For a self-hosted strong, weak, or classifier target, configure it like any other OpenAI-compatible endpoint. See Self-hosted targets.

Session affinity

LLM classifier routing supports optional session affinity through DeterministicRoutingConfig. Set session_affinity: true to share one affinity store between the classifier and tier selector. After any configured affinity_warmup_turns, the first confident verdict pins the tier. Later turns reuse that tier before classification, so they skip the classifier call; abstain, low-confidence, missing-signal, and fail-open decisions do not pin.
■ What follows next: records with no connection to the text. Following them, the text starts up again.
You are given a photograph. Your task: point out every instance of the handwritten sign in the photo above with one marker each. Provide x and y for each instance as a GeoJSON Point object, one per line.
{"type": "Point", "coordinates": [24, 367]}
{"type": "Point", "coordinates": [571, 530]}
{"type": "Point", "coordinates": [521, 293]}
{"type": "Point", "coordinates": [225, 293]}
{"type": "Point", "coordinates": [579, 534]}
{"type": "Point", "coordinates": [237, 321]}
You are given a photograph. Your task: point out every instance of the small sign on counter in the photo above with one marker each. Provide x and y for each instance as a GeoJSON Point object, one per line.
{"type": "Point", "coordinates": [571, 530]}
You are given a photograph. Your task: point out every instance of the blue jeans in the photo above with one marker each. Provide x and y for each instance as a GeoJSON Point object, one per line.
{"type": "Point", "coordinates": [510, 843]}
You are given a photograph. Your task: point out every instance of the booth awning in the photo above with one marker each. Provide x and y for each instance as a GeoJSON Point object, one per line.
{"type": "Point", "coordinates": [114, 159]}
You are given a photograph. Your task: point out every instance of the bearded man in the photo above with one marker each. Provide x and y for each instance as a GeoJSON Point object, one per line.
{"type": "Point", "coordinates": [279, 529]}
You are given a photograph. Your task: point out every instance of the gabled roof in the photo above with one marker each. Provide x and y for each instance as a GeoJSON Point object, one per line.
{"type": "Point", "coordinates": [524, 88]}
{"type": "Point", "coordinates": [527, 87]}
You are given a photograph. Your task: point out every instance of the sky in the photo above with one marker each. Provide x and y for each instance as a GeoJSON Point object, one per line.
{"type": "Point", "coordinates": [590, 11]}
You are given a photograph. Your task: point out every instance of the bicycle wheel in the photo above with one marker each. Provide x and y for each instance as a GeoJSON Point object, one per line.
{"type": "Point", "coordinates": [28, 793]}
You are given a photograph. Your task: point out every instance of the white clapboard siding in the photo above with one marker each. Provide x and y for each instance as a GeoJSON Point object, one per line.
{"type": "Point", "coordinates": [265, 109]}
The CLI currently exposes these fields on a type: deterministic entry in a routes: bundle loaded with --routing-profiles. The Rust llm-routing profile loaded by switchyard serve --config does not yet expose them. See Session Affinity for YAML and How session affinity composes for the interaction with routing decisions.

If the per-request classifier cost is too high, use Stage-Router Routing, which can route many turns from tool and agent-progress signals without an extra classifier call.